Windows Property System
The Windows Property System is an extensible read/write system of data definitions that provides a uniform way of expressing metadata about Shell items. The Windows Property system enables you to store and retrieve metadata for Shell items. A Shell item is any single piece of content, such as a file, folder, email, or contact. A property is an individual piece of metadata associated with a Shell item.
Windows Search
Windows Search is a desktop search platform that has instant search capabilities for most common file and data types such as email, contacts, calendar appointments, documents, photos, multimedia, and other formats that can be extended by third party developers.

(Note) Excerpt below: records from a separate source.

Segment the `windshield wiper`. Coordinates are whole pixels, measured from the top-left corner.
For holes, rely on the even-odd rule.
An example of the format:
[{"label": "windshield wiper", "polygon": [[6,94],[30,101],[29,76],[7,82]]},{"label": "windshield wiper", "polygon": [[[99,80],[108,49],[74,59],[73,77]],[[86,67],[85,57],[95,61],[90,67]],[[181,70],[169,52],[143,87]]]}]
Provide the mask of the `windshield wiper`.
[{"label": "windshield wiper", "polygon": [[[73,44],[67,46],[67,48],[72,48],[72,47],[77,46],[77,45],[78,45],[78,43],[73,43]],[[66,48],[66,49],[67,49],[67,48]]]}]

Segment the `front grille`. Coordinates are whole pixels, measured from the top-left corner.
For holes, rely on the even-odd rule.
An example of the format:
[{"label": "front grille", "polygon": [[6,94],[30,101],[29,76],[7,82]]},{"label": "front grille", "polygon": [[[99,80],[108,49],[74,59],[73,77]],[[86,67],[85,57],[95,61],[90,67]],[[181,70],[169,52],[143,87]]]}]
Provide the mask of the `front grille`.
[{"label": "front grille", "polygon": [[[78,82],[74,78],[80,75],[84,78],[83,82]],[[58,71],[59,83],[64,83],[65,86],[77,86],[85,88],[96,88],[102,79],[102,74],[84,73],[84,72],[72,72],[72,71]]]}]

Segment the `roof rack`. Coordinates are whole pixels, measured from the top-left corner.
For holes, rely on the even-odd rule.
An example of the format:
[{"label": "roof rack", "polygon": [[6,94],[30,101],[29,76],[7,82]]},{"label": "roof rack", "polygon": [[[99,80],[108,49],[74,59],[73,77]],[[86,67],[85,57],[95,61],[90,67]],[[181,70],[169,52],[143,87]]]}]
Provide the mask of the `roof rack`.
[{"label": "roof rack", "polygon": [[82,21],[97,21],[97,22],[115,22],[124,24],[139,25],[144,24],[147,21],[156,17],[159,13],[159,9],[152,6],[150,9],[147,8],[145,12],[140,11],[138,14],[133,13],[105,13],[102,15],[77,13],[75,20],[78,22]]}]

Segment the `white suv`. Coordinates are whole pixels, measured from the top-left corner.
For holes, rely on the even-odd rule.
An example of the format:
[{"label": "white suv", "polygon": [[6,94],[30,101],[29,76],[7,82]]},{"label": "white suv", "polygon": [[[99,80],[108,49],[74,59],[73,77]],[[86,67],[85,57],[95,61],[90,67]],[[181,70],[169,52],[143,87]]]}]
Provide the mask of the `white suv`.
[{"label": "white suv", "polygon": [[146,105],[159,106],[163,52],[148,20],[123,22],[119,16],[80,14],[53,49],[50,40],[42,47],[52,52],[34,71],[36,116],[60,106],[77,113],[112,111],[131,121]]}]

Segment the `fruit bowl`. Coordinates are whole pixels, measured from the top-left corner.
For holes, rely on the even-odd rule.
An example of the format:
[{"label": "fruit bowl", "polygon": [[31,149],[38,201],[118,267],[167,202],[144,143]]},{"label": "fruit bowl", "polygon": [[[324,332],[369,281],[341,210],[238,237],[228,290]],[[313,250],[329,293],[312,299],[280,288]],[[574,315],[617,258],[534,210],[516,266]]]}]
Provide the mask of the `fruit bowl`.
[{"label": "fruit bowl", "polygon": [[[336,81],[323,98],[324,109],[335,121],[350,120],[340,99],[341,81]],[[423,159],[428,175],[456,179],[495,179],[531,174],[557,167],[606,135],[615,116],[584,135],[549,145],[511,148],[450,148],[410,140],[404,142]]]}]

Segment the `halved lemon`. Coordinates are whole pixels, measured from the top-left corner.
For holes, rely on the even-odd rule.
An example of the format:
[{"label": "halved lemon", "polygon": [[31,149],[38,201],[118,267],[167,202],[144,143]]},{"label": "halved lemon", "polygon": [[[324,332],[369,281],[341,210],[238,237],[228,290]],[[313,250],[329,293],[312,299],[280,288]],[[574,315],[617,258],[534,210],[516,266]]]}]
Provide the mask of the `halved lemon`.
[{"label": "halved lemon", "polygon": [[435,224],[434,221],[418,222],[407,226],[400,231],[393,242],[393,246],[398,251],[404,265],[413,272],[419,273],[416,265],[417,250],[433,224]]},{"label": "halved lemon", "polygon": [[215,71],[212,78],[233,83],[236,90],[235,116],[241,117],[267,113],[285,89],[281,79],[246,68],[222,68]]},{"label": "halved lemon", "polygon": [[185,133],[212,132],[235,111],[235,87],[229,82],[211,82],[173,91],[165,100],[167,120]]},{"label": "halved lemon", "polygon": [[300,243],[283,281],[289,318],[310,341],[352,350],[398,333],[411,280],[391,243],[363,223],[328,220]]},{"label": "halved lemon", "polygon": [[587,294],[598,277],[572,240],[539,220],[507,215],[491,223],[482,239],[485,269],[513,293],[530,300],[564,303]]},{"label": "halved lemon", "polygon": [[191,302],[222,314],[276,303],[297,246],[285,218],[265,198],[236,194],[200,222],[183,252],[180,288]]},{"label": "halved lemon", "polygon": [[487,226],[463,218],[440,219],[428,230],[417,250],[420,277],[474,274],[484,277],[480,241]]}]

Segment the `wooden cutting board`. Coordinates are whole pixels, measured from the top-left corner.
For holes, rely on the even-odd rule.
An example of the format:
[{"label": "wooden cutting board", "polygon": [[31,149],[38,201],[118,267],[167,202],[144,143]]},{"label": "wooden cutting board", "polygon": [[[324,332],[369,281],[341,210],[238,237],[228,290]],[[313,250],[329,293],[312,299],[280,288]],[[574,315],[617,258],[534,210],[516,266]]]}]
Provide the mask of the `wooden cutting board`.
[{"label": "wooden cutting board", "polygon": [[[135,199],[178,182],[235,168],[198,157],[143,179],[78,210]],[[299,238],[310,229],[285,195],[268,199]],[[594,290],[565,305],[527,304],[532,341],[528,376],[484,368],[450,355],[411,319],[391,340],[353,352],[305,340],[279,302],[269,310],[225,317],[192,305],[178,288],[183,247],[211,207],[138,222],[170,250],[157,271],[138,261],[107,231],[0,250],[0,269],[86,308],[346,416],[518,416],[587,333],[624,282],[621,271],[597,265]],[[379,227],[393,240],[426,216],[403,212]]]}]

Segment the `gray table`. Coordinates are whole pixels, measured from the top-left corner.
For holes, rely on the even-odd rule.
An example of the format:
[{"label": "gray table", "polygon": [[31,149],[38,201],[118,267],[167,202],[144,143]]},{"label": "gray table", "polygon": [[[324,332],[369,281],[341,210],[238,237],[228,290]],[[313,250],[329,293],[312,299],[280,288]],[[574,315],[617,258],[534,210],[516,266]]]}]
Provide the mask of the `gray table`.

These capabilities enable users to find, manage, and organize the increasing amount of data common in home and enterprise environments.
Window Stations and Desktops
Windows provides three main categories of objects: user interface, graphics device interface (GDI), and kernel. Kernel objects are securable, while user objects and GDI objects are not. Therefore, to provide additional security, user interface objects are managed using window stations and desktops, which themselves are securable objects.
Windows Help
Describes the Help technologies available in Windows.
Consoles
Consoles manage input and output (I/O) for character-mode applications (applications that do not provide their own graphical user interface).